While the health department may be under the impression that filariasis has been eliminated, general practitioners report that the its transmission is still on.

“Studies conducted by the Indian Public Health Association have revealed that blood antigenemia, which are antibodies against the infection, are still high among the general public,” explains Dr S Elango, president, Indian Public Health association.

“Filariasis has been termed a ‘neglected tropical disease’ by the WHO. It is not picked up as the symptoms are quite erratic—it may take years for symptoms to show,” he adds, pointing out that the activity of the culex mosquito that acts as the transmitter of the parasite causing the disease, is now at its highest level.

While the breeding of mosquitoes has stumped health authorities for many years now, cases of dengue and malaria and also a high-risk zone for chikungunya and filariasis have been reported, and it is high time that the state government looked outside its borders for help, avers Dr Elango.

“The health departments of Kerala, TN, Andhra Pradesh and Karnataka should meet and discuss anti-dengue strategies together,” he suggests.

Repellants fail to combat mosquitoes

Don’t waste money on mosquito sprays, mats and coils—doctors have said mosquitoes are resistant to all these repellants, which may end up causing more harm than the perceived benefits.

After decades of being exposed to a cocktail of chemicals from insecticides, most mosquito species have become hard-nosed; they have not only developed a thicker outer cuticle to protect themselves from these repellants, but also produce enzymes to neutralise them.

“We have been repelling mosquitoes with the same chemicals till now and as these insects are highly adaptable, they have developed resistance even to strong insecticides like DDT.

“There is just one group of insecticides now in use, that is still effective against mosquitoes—the pyrethroid group, which are used for fogging operations,” says Dr B.K. Tyagi, director of the Centre for Research in Medical entomology in Madurai.

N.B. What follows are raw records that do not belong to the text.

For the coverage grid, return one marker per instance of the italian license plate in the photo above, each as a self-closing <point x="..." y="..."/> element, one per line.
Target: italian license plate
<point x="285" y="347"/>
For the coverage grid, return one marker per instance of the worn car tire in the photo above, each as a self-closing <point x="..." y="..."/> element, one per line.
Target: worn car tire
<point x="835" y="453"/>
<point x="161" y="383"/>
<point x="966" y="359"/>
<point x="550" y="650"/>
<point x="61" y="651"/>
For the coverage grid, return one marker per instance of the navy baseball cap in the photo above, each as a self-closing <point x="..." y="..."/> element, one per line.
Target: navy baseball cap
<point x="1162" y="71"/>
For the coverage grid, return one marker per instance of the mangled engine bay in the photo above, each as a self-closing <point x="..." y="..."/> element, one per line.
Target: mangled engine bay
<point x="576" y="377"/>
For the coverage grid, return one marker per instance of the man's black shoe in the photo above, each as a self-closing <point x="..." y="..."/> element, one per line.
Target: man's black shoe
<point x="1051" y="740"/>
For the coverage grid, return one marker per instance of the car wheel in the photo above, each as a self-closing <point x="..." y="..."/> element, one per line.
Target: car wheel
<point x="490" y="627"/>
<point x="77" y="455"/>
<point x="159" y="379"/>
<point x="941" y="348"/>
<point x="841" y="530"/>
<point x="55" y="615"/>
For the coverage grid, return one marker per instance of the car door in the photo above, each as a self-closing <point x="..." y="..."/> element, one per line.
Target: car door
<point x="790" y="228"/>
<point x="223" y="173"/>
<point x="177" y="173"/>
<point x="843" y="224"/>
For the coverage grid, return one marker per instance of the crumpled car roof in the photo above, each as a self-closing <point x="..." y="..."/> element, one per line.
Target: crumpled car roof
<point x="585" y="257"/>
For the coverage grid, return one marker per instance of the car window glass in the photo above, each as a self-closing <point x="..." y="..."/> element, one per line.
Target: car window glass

The pyrethroids however can cause allergies and rashes, and also mess up the endocrine system and interfere with the production of hormones.

The latest Internet fad among Chennaiites is the do-it-yourself mosquito trap, using ‘sugar-baits’.
“There are several models of mosquito-traps developed and tested by the Bill and Melinda Gates Foundation featured on the internet.

We tried a simple one at home, and for the past two weeks, there has been a distinct dip in the mosquito menace,” says Adambakkam resident Ramanathan C.K.

“The trap is made of a plastic bottle, with a solution of sugar and yeast in it.

The sugar and yeast ferment to produce carbon-di-oxide, which attracts the female mosquitoes into the small opening in the bottle. Once they fall in, most of them drown,” he explains.

“Mosquitoes stalk their victims by the scent of carbon-di-oxide; naturally such traps are viable. However, the more effective traps require some strong toxins to be mixed in this water , and it is not advisable to handle such poisonous substances in a home environment,” warns Dr Tyagi. “ The easiest method of controlling vector-borne diseases is to remove all garbage from around the house.

“Even a few ml of water collected in a plastic cover, a paper cup or an old slipper will suffice for dengue mosquitoes to breed; and it is each individual’s responsibility to get rid of such litter, to keep the locality disease-free,” he says.